Following the training, the district implemented the education into the curriculum while supplying coaches who understood the tools and how to implement them. The purpose was to coach along the instructional staff when they encountered difficulties with the new normal in the classroom.
The implementation within the classroom and with the students utilized the plan-do-study-act (PDSA) format as shown in Figure 7.2. This is similar in construct to the Six Sigma plan-do-check-act cycle. The student was asked to begin by planning the process. This established the goal for the process, when it would happen, and how the result would be measured. This created the creditable, verifiable data that was needed to prove that the goal was achieved.
Following the planning stage the class moves to the do stage in which the students indicate how they will learn. During this phase, both the student and the teacher lay out the responsibilities of each in reaching the planned activities. It also provides the milestones of the project that provide the evidence as to whether we have achieved the goals.
The third stage of the process is the study phase. This is the point where we look at what we have done and ask ourselves what did we learn, how did we go about doing it, and what still needs to be changed.

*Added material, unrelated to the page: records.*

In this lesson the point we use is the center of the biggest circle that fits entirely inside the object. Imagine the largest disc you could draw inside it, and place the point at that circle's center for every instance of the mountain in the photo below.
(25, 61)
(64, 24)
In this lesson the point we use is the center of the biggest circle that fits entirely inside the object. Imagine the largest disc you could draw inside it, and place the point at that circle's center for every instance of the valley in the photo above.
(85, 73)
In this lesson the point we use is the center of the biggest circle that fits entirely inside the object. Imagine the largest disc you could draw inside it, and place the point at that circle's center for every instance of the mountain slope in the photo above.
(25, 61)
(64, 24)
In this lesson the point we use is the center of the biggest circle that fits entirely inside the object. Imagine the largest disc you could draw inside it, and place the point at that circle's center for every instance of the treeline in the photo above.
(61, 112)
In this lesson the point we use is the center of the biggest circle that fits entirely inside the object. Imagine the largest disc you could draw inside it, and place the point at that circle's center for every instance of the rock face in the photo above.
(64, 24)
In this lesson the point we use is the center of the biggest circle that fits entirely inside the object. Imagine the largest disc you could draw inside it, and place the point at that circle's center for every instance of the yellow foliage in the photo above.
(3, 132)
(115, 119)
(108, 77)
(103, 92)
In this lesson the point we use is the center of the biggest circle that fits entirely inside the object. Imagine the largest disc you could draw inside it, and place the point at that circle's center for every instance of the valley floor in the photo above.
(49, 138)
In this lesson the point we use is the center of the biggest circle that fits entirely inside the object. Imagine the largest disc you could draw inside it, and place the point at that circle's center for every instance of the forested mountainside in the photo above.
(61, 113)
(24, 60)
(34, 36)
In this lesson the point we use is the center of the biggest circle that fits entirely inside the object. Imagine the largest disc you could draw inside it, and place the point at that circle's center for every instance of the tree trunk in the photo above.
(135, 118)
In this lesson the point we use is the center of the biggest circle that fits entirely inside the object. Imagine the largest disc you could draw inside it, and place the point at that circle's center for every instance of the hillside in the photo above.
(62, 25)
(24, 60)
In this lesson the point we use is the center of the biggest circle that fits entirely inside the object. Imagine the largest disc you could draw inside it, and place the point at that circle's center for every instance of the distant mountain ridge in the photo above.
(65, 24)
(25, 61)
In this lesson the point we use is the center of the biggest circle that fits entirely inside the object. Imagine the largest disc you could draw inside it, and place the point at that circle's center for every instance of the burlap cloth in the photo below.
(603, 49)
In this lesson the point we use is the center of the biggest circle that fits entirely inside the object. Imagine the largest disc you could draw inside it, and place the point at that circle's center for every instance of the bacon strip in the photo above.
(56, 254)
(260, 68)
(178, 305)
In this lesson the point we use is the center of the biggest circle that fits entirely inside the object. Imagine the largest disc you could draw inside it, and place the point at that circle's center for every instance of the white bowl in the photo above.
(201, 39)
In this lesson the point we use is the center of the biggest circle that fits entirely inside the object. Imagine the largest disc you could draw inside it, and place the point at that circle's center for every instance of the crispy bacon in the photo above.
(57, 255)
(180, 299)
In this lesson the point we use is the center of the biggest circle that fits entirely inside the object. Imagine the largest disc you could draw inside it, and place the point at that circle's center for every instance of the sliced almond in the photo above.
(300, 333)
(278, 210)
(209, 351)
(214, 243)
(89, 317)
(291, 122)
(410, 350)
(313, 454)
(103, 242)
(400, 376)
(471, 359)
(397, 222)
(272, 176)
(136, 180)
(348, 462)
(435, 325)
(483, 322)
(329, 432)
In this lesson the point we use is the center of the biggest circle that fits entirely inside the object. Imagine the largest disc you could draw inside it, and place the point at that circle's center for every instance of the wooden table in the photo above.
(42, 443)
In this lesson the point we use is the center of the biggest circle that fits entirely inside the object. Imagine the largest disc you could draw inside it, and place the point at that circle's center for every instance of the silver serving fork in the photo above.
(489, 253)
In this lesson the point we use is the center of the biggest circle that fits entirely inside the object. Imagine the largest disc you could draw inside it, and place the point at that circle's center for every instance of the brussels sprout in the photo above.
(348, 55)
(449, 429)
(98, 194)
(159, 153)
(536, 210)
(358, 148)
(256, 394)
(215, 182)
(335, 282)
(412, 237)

The final stage is the act phase. With every experiment there are always things that do not go as planned, so in the study stage we look at the process and see what has to be changed and then assign the responsibilities. As in the do stage, there are separate lists of responsibilities for the student and the teacher.
The proof as to whether what I have proposed here is working is to look at the results from districts like Menomonee Falls. In 2007 they were one of the worst performing districts in the area. Jump ahead 9 years, and the district today is internationally recognized for its continuous process improvement to the point where they now present a 2-day boot camp to show others how it is done. The results on student tests show high American College Testing (ACT) scores and record participation on advanced placement (AP) tests with 80% earning passing scores. Further, the district is now partnering with higher education to align the curriculum with potential future careers.